# Car Price Prediction 

This dataset consists of 16 Features where we have to predict our Price with the help of features. (Regression)
We will observe, analyse, visualize the data. As well as we will perform all the regression algorithms and test with algorithm performs best among all. 

### Outline

- <b> Observation </b>
- <b> Exploratory Data Analysis </b>
    - Fixing Outliers
    - Fixing missing values
    - Data Visualization
- <b> Preparing data </b>
    - Encoding
    - Scaling 
    - Splitting the dataset
    
- <b> Models </b>
    - Linear Regression
    - SVM
    
    

If I have made any mistakes please let me know in the comments.

# Observation

In [None]:
import pandas as pd

In [None]:
path = "../input/cardataset/"

In [None]:
df = pd.read_csv(path + 'data.csv')

In [None]:
df.head()

In [None]:
df.shape

In [None]:
df.describe()

As we observed the data from the surface, what's the data about?,  what's the size? and what to predict.
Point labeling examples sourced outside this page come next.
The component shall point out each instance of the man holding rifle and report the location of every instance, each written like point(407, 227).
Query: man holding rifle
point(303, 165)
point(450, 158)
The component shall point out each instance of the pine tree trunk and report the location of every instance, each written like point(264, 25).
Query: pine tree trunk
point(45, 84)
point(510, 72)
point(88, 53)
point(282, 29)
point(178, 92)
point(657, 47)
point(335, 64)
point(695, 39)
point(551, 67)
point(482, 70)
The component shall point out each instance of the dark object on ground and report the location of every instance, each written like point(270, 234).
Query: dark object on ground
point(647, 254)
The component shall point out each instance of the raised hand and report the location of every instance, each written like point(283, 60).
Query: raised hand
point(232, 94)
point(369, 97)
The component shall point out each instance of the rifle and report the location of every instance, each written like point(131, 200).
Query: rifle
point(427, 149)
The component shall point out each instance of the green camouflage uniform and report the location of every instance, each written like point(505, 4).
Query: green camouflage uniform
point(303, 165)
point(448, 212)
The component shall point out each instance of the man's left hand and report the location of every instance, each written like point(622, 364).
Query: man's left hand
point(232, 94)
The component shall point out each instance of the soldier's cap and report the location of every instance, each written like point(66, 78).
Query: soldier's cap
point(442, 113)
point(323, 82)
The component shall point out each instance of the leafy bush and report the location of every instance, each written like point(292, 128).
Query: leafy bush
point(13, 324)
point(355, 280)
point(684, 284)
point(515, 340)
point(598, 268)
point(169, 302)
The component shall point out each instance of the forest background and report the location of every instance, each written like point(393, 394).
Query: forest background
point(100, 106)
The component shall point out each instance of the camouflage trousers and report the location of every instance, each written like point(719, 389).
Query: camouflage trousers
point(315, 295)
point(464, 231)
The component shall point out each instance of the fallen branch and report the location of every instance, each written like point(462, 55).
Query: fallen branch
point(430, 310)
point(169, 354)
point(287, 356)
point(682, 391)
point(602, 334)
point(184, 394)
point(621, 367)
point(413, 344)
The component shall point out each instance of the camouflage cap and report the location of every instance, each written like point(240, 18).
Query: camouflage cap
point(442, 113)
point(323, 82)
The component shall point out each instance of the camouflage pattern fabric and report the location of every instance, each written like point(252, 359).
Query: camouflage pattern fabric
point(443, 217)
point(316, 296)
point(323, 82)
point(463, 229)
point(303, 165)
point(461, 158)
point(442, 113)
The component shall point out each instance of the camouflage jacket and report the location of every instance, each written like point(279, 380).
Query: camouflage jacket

Let's dig deeper into <b> Exploratory Data Analysis </b>

# Exploratory Data Analysis

Before make any changes to original data, it's always better to make a copy of original data, and make a changes on copy.

In [None]:
xdf = df.copy()

### Checking missing values

In [None]:
import matplotlib.pyplot as plt
import seaborn as sns

In [None]:
plt.figure(figsize = (10,8))
sns.heatmap(xdf.isnull(), cbar = False);

In [None]:
xdf.isnull().mean().round(4).mul(100).sort_values(ascending=False)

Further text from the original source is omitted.